As authoritarian actors are on the rise and global strategic competition increasingly turns into great-power rivalry, the pressure is growing on the European Union to establish itself as a liberal geopolitical and geoeconomic force. But it will hardly be able to meet these expectations without the necessary financial capabilities. Economic analyses such as the 2024 Letta and Draghi reports have emphasised the need for more EU-level public investment to bolster competitiveness. European money is necessary to support strategic industries like defence or green tech, boost research and innovation, build up transnational transport and energy infrastructure, prepare candidate countries for accession, and keep an economically heterogeneous Union together.
That is the benchmark against which the EU’s next long-term budget must be measured. Although the current Multiannual Financial Framework (MFF) remains valid until the end of 2027, negotiations for the next one are already underway. This is by no means too soon: Adopting the long-term budget is one of the most difficult and daunting of all EU processes, and two years is more likely to be on the short side of how long it will take to reach an agreement.
More than two dozen veto players
This is not due to the actual amount of money at stake. The last long-term budget, adopted in December 2020, amounted to only 1.12% of the EU’s total gross national income (GNI) – a tiny fraction of the approximately 50% of GNI spent by public authorities across the EU as a whole. The national budgets of the member states move much more money than the EU does with much less political fuss; even the budget of the City of Helsinki makes up a higher share of Finnish GNI than the EU budget does of the Union’s.
The real difference lies in the procedure. While national budgets are usually approved simply by a majority of the members of the national parliament, the European long-term budget requires the agreement of the European Parliament as well as all member states: more than two dozen veto players, all of whom want to be able to claim some victory in the negotiations.
New FIIA Briefing Paper
This leads to very lengthy negotiations, in which common goals often take a back seat to conflicting national or institutional interests. Debates over the budget’s size and member states’ net contributions are often highly politicised and closely followed by national publics. Other contentious questions include the sources of revenue, the spending priorities, and the general governance structure of the EU budget.

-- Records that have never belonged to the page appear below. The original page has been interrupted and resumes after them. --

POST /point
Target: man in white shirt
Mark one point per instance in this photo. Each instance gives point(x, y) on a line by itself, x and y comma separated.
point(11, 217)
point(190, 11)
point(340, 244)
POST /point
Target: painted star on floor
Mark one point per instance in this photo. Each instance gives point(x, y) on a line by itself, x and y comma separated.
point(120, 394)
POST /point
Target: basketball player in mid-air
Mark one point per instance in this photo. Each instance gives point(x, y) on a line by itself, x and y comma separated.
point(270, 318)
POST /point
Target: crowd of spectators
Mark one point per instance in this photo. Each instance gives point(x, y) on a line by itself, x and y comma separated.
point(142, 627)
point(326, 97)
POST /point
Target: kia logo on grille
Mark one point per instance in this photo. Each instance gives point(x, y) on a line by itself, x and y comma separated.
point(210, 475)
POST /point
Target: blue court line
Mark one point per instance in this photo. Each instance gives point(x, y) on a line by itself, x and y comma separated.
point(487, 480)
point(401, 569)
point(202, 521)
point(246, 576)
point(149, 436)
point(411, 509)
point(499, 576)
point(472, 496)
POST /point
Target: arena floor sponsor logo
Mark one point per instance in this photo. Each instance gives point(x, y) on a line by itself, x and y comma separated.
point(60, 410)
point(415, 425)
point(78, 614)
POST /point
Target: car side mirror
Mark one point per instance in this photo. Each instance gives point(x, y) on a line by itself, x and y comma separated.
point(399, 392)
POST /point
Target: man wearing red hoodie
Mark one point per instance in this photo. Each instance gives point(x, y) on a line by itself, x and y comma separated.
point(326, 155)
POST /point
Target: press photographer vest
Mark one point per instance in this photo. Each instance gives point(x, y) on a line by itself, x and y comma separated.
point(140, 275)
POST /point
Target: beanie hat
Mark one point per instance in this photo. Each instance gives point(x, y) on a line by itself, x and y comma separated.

In a new Briefing Paper for the Finnish Institute of International Affairs (FIIA), I outline the legal procedure and timeline for adopting the EU’s next long-term budget and analyse the key issues that will shape the discussions between member states and EU institutions in the coming months and years.
Based on past experiences, we can already now predict that these discussions will lead to a very late compromise, that this compromise will require a lot of political fudging and questionable side deals, and that the outcome will look more like patchwork than a grand achievement – unavoidable consequences of the veto-ridden procedure. If member states wanted less protracted negotiations that could produce a more ambitious and coherent long-term budget, they would have to abolish the unanimity requirements.